For simulation output from computational models.

Key fields:

Field Purpose
simulation_type Control run or perturbation
mcdr_forcing_description Description of the mCDR forcing applied
model_output_variables Checklist of output variables
output_frequency Temporal resolution (e.g., daily, monthly)
hardware_configuration Compute details

Full ModelOutputDataset schema reference

Platform Information

Every field dataset includes platform metadata — the ship, buoy, autonomous vehicle, or other platform used for data collection.

{
  "platform_info": {
    "name": "R/V Wecoma",
    "platform_type": "http://vocab.nerc.ac.uk/collection/L06/current/31/",
    "platform_id": "SHIP-001",
    "owner": "Oregon State University",
    "country": "US"
  }
}

Platform types use the NERC L06 vocabulary for standardized classification.

Linking Datasets to Experiments

Every dataset has an experiment_id field that links it to the experiment it belongs to.
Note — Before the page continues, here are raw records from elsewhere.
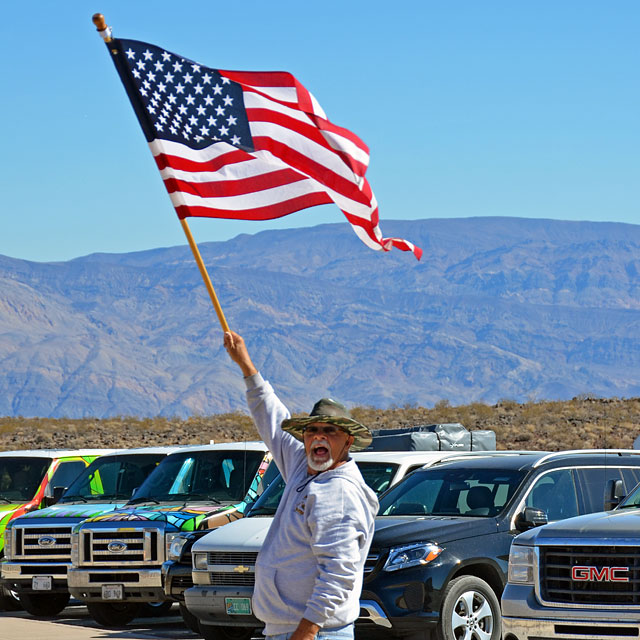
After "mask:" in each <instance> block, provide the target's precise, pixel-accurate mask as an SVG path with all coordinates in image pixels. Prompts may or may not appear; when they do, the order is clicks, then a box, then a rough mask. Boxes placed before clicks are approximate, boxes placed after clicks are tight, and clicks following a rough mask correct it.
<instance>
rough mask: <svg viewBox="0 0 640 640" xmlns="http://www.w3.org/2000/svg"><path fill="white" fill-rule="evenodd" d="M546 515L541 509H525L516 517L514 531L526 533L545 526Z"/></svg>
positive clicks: (542, 510) (529, 507) (545, 511)
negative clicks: (543, 525)
mask: <svg viewBox="0 0 640 640" xmlns="http://www.w3.org/2000/svg"><path fill="white" fill-rule="evenodd" d="M547 522H548V519H547V513H546V511H543V510H542V509H534V508H533V507H525V508H524V511H522V512H521V513H519V514H518V515H517V516H516V529H517V530H518V531H528V530H529V529H533V528H534V527H540V526H542V525H543V524H547Z"/></svg>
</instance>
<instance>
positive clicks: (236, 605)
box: [224, 598, 251, 616]
mask: <svg viewBox="0 0 640 640" xmlns="http://www.w3.org/2000/svg"><path fill="white" fill-rule="evenodd" d="M224 604H225V607H226V608H227V615H230V616H250V615H251V598H225V599H224Z"/></svg>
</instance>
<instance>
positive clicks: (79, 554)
mask: <svg viewBox="0 0 640 640" xmlns="http://www.w3.org/2000/svg"><path fill="white" fill-rule="evenodd" d="M71 564H72V565H73V566H74V567H78V566H80V534H79V533H77V532H73V533H72V534H71Z"/></svg>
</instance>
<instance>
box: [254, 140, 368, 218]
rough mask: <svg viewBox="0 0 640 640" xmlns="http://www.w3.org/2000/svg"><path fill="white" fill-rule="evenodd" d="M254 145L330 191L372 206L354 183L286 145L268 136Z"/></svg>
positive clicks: (285, 144) (328, 168) (355, 200)
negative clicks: (332, 189) (318, 183)
mask: <svg viewBox="0 0 640 640" xmlns="http://www.w3.org/2000/svg"><path fill="white" fill-rule="evenodd" d="M253 144H254V147H255V148H256V150H264V151H269V152H271V153H273V155H274V156H276V158H280V160H282V161H283V162H285V163H286V164H288V165H289V166H290V167H293V168H294V169H297V170H298V171H301V172H302V173H304V174H305V175H306V176H309V177H311V178H313V179H314V180H316V181H317V182H319V183H320V184H323V185H324V186H326V187H329V189H333V190H334V191H337V192H338V193H340V194H341V195H343V196H345V197H346V198H350V199H351V200H354V201H355V202H359V203H360V204H364V205H369V204H370V201H369V200H368V199H367V198H366V197H365V196H364V195H363V194H362V192H361V191H360V190H359V189H358V187H357V186H356V185H355V184H354V183H353V182H349V180H347V179H346V178H343V177H342V176H339V175H338V174H337V173H335V172H334V171H331V169H329V168H327V167H325V166H324V165H323V164H320V163H319V162H316V161H315V160H312V159H311V158H309V157H308V156H305V155H304V154H302V153H300V152H299V151H296V150H295V149H292V148H291V147H289V146H287V145H286V144H284V143H282V142H279V141H277V140H274V139H273V138H268V137H266V136H256V137H254V138H253Z"/></svg>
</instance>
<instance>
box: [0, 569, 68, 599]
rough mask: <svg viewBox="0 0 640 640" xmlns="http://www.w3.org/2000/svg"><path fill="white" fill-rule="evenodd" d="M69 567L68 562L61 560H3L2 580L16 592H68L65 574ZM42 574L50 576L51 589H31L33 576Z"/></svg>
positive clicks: (47, 592) (33, 577)
mask: <svg viewBox="0 0 640 640" xmlns="http://www.w3.org/2000/svg"><path fill="white" fill-rule="evenodd" d="M70 567H71V565H70V564H69V563H62V562H60V563H52V562H49V563H36V562H31V563H26V562H22V563H18V562H3V563H2V582H3V584H4V585H5V586H6V587H7V588H9V589H11V590H12V591H16V592H18V593H30V594H31V593H37V594H46V593H68V592H69V587H68V584H67V574H68V571H69V569H70ZM42 576H50V577H51V589H47V590H46V591H43V590H35V589H33V586H32V585H33V578H35V577H42Z"/></svg>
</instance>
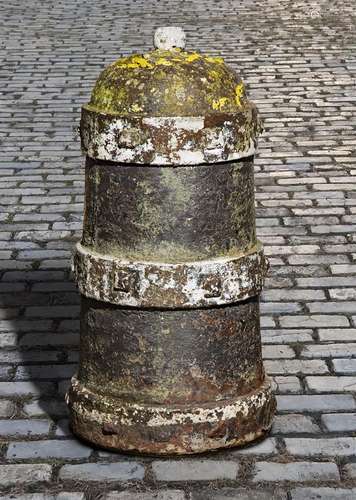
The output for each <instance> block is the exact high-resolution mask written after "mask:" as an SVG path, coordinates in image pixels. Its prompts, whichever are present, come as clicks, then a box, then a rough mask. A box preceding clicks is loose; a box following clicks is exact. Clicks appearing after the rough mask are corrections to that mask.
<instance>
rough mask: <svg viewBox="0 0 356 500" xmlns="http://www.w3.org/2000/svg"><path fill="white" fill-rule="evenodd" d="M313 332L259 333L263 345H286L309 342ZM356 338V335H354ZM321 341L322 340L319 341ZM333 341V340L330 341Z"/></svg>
mask: <svg viewBox="0 0 356 500" xmlns="http://www.w3.org/2000/svg"><path fill="white" fill-rule="evenodd" d="M312 334H313V330H311V329H308V328H305V329H303V330H297V329H290V330H288V329H282V328H281V329H273V330H264V329H262V331H261V337H262V343H263V344H288V343H292V342H311V341H312V340H313V337H312ZM355 338H356V335H355ZM321 340H322V339H321ZM331 340H334V339H331Z"/></svg>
This allows multiple datasets (e.g., CTD profiles, bottle samples, sensor time series) to be associated with the same experiment.

{
  "experiment_id": "EXAMPLE-001-BASELINE",
  "name": "Baseline CTD profiles",
  "filenames": ["baseline_ctd_casts.csv"]
}

Variables

Each dataset contains an array of variables — detailed metadata describing each measurement or data column across the dataset's files. Variables are the most richly typed part of the schema, with specific subclasses for pH, total alkalinity, DIC, CO₂, and other common oceanographic measurements.

See Variables for the complete variable hierarchy and type selection guide.